Kirsten Stewart is an actress who has unfortunately had the relationship to a popular franchise as well as her awkward public demeanour; overwhelm her work. Ignoring all the hoopla and it’s obvious that Stewart is actually a very gifted and versatile actress. Here she plays the dream girl who so many of us would have dreamed of meeting at the same age but of course being a dream girl isn’t all it’s cracked up to be, so her character is haunted and has an edge and Stewart plays her perfectly, always verging on hysteria.

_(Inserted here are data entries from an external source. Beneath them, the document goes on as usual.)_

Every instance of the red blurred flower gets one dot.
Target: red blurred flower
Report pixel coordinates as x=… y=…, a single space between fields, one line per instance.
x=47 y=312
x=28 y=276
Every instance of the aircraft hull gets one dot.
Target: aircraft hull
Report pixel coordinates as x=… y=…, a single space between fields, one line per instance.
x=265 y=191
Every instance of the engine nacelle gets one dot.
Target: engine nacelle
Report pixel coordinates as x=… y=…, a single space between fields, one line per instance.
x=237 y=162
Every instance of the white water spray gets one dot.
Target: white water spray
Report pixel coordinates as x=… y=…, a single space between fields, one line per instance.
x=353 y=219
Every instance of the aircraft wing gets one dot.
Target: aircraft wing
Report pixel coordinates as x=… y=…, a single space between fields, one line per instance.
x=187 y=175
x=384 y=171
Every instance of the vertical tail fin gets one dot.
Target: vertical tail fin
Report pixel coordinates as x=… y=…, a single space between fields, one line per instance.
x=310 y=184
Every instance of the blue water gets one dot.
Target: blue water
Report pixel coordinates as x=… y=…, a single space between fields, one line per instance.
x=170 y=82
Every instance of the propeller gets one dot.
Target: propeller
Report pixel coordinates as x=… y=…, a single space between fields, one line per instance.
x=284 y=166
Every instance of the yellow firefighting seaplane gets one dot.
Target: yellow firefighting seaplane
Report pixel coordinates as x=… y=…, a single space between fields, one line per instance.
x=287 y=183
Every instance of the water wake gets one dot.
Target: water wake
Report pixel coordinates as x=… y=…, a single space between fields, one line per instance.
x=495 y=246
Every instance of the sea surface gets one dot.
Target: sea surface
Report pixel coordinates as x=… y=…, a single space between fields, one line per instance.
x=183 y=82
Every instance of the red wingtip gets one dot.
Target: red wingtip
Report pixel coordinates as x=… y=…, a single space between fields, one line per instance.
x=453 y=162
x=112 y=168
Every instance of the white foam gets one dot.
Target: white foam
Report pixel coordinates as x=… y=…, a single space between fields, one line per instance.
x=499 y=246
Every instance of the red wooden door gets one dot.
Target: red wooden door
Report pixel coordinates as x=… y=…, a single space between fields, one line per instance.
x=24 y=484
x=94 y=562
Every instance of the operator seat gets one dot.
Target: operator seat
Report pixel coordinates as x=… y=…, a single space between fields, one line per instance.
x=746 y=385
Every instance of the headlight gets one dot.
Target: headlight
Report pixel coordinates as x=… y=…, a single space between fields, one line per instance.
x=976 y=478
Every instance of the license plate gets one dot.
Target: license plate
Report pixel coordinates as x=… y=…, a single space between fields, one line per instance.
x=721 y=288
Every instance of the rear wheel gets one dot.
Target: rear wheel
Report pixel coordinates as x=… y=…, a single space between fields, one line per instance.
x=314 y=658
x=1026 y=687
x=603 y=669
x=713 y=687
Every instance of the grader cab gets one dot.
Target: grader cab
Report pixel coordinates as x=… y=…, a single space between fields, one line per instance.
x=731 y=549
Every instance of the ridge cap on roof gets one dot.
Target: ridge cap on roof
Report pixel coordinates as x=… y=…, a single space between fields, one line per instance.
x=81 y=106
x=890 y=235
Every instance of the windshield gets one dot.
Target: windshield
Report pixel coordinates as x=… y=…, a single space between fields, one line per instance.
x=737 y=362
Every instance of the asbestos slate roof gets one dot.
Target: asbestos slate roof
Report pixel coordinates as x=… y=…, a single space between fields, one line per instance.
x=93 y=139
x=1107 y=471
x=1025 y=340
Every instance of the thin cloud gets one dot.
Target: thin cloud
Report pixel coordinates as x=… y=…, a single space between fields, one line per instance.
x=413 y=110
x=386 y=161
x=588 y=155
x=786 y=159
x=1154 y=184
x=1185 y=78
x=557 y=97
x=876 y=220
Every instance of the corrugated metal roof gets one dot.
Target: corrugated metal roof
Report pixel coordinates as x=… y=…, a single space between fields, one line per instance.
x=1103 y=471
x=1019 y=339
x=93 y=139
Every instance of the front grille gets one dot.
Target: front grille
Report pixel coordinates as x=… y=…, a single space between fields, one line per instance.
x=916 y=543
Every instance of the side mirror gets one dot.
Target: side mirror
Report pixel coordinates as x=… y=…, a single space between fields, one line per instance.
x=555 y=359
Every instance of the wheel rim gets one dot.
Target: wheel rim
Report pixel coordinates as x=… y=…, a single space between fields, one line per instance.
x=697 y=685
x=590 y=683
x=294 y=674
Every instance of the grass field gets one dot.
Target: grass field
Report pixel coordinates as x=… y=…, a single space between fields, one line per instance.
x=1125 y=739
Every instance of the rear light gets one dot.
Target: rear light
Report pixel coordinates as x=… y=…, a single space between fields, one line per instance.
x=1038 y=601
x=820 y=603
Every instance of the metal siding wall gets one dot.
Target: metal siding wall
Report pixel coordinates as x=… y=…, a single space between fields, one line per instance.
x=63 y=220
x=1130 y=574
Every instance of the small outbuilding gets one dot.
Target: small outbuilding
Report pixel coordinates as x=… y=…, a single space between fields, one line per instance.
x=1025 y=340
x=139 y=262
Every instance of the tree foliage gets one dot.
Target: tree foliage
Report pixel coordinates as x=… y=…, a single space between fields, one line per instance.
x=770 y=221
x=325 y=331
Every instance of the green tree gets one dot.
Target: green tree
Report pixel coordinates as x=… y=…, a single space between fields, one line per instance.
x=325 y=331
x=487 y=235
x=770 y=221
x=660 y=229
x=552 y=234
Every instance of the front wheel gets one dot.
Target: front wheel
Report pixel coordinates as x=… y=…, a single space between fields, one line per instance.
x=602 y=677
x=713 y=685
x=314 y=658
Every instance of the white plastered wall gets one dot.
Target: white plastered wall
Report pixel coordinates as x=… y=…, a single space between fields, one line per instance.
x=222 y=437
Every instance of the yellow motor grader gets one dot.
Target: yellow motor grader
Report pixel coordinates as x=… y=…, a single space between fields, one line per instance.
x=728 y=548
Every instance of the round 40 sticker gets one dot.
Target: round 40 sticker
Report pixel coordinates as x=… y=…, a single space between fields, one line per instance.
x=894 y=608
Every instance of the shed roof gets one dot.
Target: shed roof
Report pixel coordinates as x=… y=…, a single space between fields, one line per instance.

These two are backed up by an exceptional cast. Ryan Reynolds was in the midst of something of a renaissance here after The Nines and his character is somehow the most unlikable and yet Reynolds imbues him with a sadness and realism that gives him dimension. His final scene is possibly the best thing Reynolds has ever done on-screen. Martin Starr isn’t somebody we see much but he plays the world-weary nerd to perfection in this film, someone who has spent one too many years chasing the summer of their life and needs to move on but can’t due to a lack of self-confidence. The most out-and-out comedic performances of the whole film come from Bill Hader and Kristen Wiig as the husband and wife management team of the park and their humorous scenes punctuate the angst perfectly without ever feeling intrusive.

Adventureland is the kind of warm, nostalgic blast of brilliance that could only come from the kind of mature mind of someone some twenty years after they lived through it. It’s that rare beast of a film that gets better each time you watch it.  Mottola went back to crowd pleasing comedy with Paul following the failure of this film but Adventureland is without doubt his finest work. That more people haven’t seen this is one of the more baffling things in modern cinema and it’s ripe for re-discovery.